A proactive affinity to Medicare Fee Schedule alerts physicians to the efficacy of attending to Medicare beneficiaries, and also plans their revenue prospects in advance. But, with the legislation firm on mandatory medical service to Medicare patients, physicians are inevitably driven to seek and understand Medicare Fee Schedule.

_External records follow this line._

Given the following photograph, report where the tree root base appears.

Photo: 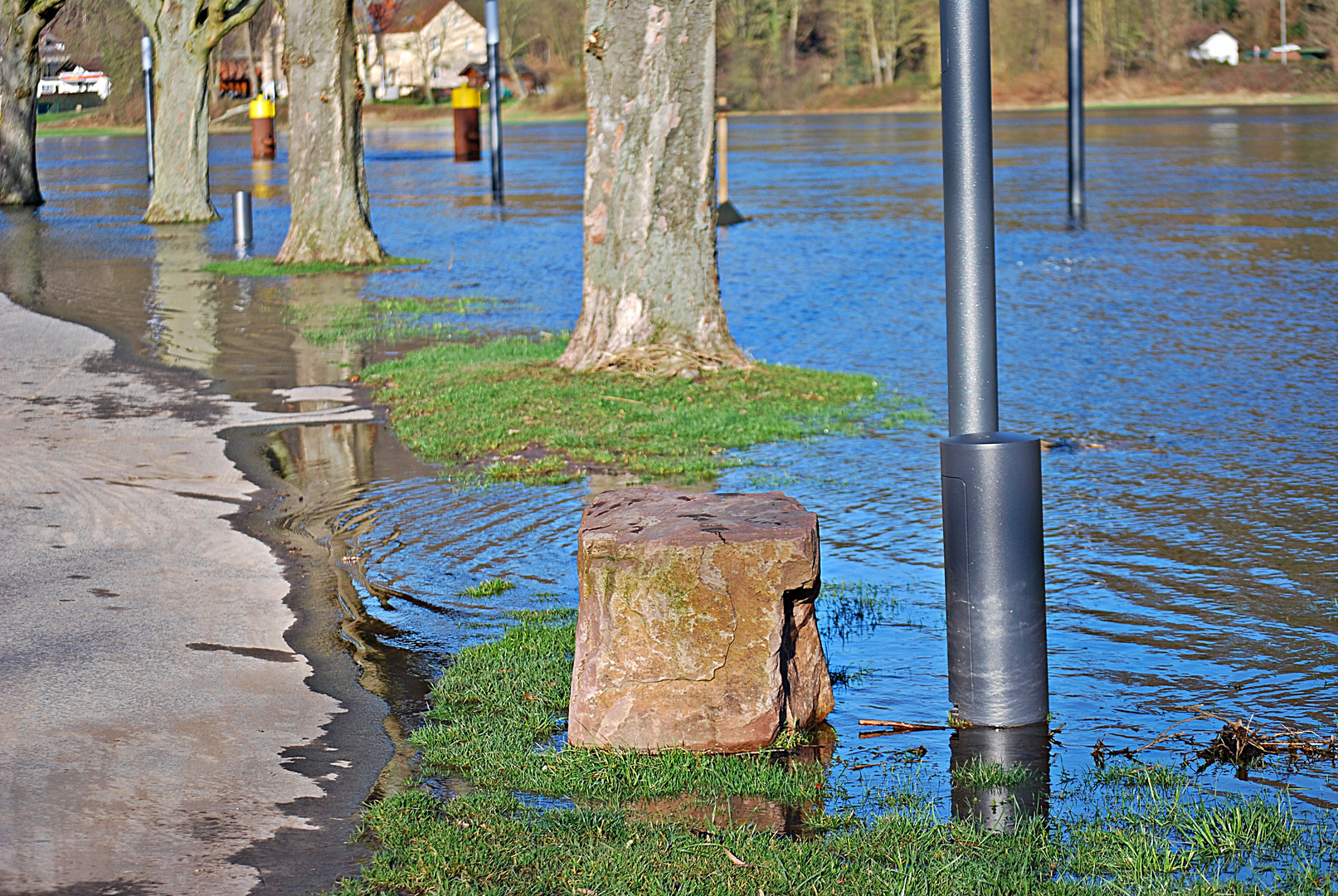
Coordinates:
[590,343,753,380]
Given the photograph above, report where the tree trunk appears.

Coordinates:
[129,0,264,223]
[558,0,747,371]
[0,0,63,206]
[242,22,260,99]
[277,0,386,265]
[144,40,218,223]
[786,0,800,74]
[864,0,883,87]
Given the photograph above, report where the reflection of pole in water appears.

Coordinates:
[0,208,44,302]
[289,274,367,385]
[949,722,1050,833]
[1068,0,1085,226]
[153,231,218,372]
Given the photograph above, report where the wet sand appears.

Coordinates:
[0,298,392,896]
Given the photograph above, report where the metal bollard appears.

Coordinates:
[483,0,503,205]
[139,35,153,183]
[939,432,1050,728]
[716,96,748,227]
[939,0,1049,728]
[233,190,253,258]
[1069,0,1085,227]
[451,85,483,162]
[251,94,275,159]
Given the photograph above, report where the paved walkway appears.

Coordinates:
[0,297,380,896]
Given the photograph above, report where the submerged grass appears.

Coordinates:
[951,757,1030,791]
[201,256,428,277]
[293,295,502,346]
[336,610,1338,896]
[460,579,515,598]
[413,610,821,804]
[365,337,928,483]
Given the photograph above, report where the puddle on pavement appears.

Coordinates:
[0,107,1338,826]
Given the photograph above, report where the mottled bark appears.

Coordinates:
[129,0,264,223]
[144,37,218,223]
[0,0,64,206]
[558,0,745,369]
[277,0,386,265]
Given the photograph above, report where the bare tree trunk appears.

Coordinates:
[144,37,218,223]
[242,22,260,99]
[0,0,64,206]
[558,0,747,371]
[864,0,883,87]
[129,0,265,223]
[277,0,386,265]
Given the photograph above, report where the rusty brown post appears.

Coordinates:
[451,85,483,162]
[251,94,275,159]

The sheer volume of Medicare transactions (more than 50% of the total health insurance transactions in the US health insurance sector) is reason enough for physicians to understand the mechanism of Medicare payments from medical services provided to Medicare beneficiaries. Although the proposed inclusion of a substantial population into Medicare’s ambit should be a reason for celebration amongst practicing physicians, yet, the accompanying reforms that seek to economize and optimize Medicare payments should equally evoke anxiety among them. Therefore, given this unique situation of optimism and anxiety, physicians would be well-off with a proactive knowledge about Medicare Fee Schedule.

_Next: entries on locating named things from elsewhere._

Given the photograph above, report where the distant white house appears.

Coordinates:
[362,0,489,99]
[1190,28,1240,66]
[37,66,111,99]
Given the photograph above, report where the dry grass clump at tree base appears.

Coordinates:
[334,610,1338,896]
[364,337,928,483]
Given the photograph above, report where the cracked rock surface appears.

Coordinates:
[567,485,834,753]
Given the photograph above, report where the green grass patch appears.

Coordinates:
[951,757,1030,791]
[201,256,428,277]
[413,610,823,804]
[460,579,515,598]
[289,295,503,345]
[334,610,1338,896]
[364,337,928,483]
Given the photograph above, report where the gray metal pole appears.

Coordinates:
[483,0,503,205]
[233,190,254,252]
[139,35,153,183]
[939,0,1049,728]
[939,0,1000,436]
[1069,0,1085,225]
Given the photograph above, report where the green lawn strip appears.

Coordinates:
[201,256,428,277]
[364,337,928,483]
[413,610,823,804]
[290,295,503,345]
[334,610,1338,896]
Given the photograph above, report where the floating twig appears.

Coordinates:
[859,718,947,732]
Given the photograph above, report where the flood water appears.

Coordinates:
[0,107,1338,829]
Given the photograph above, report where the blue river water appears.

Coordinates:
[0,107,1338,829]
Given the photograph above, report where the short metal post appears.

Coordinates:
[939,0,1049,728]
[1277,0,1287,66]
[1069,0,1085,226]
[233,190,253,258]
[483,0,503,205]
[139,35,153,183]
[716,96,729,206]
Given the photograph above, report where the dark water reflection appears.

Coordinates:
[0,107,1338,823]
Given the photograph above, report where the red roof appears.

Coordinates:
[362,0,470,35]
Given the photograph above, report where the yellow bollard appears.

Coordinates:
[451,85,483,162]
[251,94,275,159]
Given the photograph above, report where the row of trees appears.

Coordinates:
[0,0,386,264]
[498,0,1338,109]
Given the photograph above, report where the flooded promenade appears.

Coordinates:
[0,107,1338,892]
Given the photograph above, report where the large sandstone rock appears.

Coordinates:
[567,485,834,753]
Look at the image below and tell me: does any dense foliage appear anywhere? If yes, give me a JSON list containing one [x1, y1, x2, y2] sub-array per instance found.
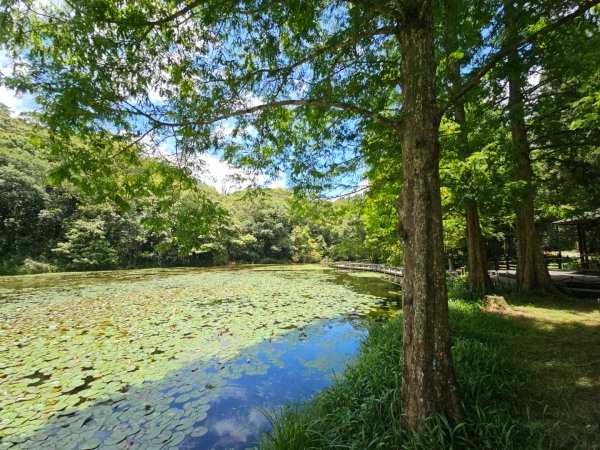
[[0, 108, 378, 273]]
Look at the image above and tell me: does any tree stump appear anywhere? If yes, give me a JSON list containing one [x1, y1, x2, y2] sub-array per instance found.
[[483, 295, 513, 314]]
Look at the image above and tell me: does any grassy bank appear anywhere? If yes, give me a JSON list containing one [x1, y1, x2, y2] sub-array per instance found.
[[261, 282, 600, 450]]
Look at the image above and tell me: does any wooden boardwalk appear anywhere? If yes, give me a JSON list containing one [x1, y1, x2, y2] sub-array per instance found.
[[333, 261, 404, 277]]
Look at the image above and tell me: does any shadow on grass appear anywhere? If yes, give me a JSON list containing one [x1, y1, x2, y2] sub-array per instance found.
[[451, 294, 600, 448]]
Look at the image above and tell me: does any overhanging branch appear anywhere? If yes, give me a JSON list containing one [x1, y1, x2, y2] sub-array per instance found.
[[120, 99, 401, 130]]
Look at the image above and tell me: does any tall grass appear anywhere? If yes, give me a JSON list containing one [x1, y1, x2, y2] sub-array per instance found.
[[261, 284, 577, 450]]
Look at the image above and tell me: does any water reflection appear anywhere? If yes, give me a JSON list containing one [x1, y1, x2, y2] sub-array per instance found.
[[0, 267, 399, 449]]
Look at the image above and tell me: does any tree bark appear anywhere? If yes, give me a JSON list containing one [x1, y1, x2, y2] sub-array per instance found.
[[398, 1, 462, 428], [505, 1, 561, 295], [452, 62, 492, 294]]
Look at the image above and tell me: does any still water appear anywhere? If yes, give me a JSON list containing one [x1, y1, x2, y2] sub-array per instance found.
[[0, 266, 399, 450]]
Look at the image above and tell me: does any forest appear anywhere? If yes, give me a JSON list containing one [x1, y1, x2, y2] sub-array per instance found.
[[0, 0, 600, 450], [0, 100, 600, 274]]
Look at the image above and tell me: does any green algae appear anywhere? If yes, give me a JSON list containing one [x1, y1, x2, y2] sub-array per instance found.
[[0, 266, 380, 449]]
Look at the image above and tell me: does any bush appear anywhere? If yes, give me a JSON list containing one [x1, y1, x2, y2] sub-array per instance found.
[[17, 258, 58, 275]]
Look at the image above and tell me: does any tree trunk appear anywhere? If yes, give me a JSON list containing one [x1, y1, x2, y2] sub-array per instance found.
[[451, 62, 492, 293], [505, 1, 561, 295], [398, 6, 462, 428]]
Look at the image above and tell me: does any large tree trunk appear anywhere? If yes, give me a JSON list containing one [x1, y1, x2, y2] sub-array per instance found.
[[398, 1, 462, 428], [451, 62, 492, 293], [505, 1, 561, 295]]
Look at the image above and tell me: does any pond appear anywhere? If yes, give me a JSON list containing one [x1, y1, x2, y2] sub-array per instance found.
[[0, 266, 398, 450]]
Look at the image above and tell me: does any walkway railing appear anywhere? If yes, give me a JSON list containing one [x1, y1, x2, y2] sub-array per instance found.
[[333, 261, 404, 277]]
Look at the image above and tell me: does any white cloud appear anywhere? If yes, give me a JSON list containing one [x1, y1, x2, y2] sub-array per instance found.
[[196, 155, 286, 194], [0, 50, 33, 116]]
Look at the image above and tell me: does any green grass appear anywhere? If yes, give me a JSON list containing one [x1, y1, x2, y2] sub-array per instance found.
[[261, 280, 600, 450]]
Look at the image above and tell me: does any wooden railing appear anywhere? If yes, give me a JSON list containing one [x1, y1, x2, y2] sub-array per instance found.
[[333, 261, 404, 277]]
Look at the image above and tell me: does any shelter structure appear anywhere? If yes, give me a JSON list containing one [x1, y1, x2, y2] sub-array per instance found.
[[553, 209, 600, 270]]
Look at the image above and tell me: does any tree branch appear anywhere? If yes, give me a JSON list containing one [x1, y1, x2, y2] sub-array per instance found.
[[439, 0, 600, 114], [119, 99, 401, 130]]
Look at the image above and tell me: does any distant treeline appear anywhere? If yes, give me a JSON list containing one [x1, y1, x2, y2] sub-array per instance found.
[[0, 108, 398, 274]]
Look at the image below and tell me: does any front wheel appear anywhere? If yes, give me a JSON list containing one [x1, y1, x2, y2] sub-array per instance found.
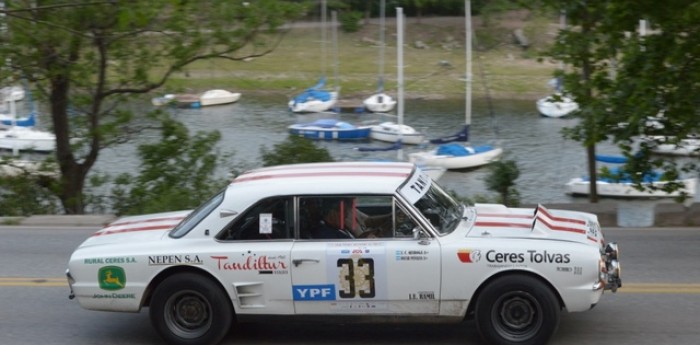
[[150, 273, 233, 345], [475, 275, 560, 345]]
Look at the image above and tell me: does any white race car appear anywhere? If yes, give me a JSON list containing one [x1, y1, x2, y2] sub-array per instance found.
[[66, 162, 621, 344]]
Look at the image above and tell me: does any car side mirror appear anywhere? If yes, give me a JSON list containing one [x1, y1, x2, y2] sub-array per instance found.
[[219, 208, 238, 218]]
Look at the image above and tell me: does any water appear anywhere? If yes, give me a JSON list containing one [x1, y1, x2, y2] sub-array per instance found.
[[91, 95, 697, 226]]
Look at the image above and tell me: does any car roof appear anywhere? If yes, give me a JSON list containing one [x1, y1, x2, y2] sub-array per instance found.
[[229, 162, 416, 197]]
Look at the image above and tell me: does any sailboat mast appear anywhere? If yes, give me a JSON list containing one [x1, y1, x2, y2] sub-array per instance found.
[[331, 11, 340, 91], [464, 0, 472, 127], [396, 7, 404, 160], [321, 0, 328, 78], [377, 0, 386, 92]]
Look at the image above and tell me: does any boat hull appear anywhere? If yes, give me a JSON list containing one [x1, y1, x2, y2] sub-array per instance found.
[[648, 136, 700, 156], [370, 122, 425, 145], [537, 96, 579, 117], [0, 127, 56, 152], [409, 148, 503, 170], [288, 92, 338, 113], [362, 93, 396, 113], [199, 90, 241, 107], [566, 177, 697, 198]]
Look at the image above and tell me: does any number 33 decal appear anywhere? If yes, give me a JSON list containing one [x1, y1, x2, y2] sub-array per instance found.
[[337, 258, 375, 298]]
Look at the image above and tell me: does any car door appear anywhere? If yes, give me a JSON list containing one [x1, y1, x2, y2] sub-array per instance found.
[[217, 197, 294, 314], [291, 196, 440, 315]]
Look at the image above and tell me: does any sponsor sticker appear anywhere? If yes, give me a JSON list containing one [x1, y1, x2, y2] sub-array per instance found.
[[292, 284, 336, 301], [457, 249, 481, 264], [97, 266, 126, 291]]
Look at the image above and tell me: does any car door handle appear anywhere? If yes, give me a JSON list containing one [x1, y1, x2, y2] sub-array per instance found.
[[292, 259, 321, 267]]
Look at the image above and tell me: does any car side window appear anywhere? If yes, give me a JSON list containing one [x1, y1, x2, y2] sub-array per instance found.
[[220, 197, 294, 241], [299, 195, 416, 239]]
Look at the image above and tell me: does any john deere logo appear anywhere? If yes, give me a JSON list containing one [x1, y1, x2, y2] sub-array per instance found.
[[97, 266, 126, 291]]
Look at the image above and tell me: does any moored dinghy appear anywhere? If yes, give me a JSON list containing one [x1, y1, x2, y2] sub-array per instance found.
[[289, 119, 372, 140], [199, 89, 241, 107], [566, 155, 697, 198], [409, 1, 503, 170]]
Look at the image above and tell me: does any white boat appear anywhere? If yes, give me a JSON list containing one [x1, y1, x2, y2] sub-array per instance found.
[[566, 177, 697, 198], [536, 13, 579, 118], [287, 0, 340, 113], [288, 119, 371, 140], [362, 0, 396, 113], [370, 121, 425, 145], [362, 92, 396, 113], [151, 93, 176, 107], [287, 78, 338, 113], [566, 155, 697, 198], [0, 101, 56, 152], [537, 93, 579, 118], [370, 5, 425, 145], [644, 136, 700, 156], [409, 1, 503, 170], [0, 126, 56, 152], [0, 86, 25, 103], [0, 158, 58, 177], [199, 89, 241, 107]]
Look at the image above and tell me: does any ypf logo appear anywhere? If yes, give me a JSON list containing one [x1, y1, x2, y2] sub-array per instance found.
[[97, 266, 126, 291], [457, 249, 481, 263]]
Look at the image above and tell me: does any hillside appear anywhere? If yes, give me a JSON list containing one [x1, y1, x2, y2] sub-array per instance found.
[[163, 11, 558, 99]]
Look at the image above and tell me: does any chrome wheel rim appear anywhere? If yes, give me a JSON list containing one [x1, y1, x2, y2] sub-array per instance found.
[[491, 291, 543, 341], [164, 291, 212, 339]]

As Medicare Fee Schedule – which decides on the reimbursement to be allowed to Medicare providers for different services, and restricts the amount a non-Medicare provider could charge a Medicare patient – is the governing fee schedule promulgated by the Federal Legislation for both Medicare and non-Medicare providers, there is a growing significance of being knowledgeable about the likely reimbursement from attending to Medicare patients. Such proactive affinity to Medicare Fee Schedule alerts physicians to the efficacy of attending to Medicare beneficiaries, and also plans their revenue prospects in advance. However, with the legislation firm on mandatory medical service to Medicare patients, physicians are inevitably driven to seek and understand Medicare Fee Schedule.
Further, there are several prevailing factors that contribute to differential reimbursements to providers despite providing similar services under Medicare fee schedule. Usually, such cases can be found if the hospital is a teaching hospital, or if it cares for a disproportionate share of indigent patients, or if the facility is located in an area with a higher cost of living.
Amidst this complex Medicare Fee Schedule regimen, the following ready-reckoner released by the American Medical Association (AMA) should be comforting for physicians:
The current ready-reckoner works on the geographic adjustment provisions of the Omnibus Budget Reconciliation Act of 1989 (OBRA 89), which requires all three components of the relative value for a service – physician work relative value units (RVUs), practice expense RVUs, and professional liability insurance (PLI) RVUs -- to be adjusted by the corresponding GPCI for the locality. Effectively, the sweeping provision has increased the number of components in the payment schedule from three to the following six:
The comprehensive general formula for calculating Medicare payment amounts for 2011 is arithmetically expressed as:
Work RVU1 x Work (GPCI)2
+ Practice Expense (PE) RVU x PE GPCI
+ Malpractice (PLI) RVU x PLI GPCI
= Total RVU
x CY 2011 Conversion Factor of $33.9764
= Medicare Payment
But, given the intricacies involved in computing resultant payments, physicians would be hard-pressed for time and resource, which otherwise could be diverted to the most crucial aspect of their core services: keeping their medical efficiency benchmark improving. With the current dynamic changes in the healthcare scenario, the proven capabilities of Medicalbillersandcoders.com (www.medicalbillersandcoders.com), the largest consortium of medical billers and coders in the US, in imparting the crucial knowledge on Medicare Fee Schedule as part of its comprehensive Medical Billing Management is also an useful option for healthcare providers.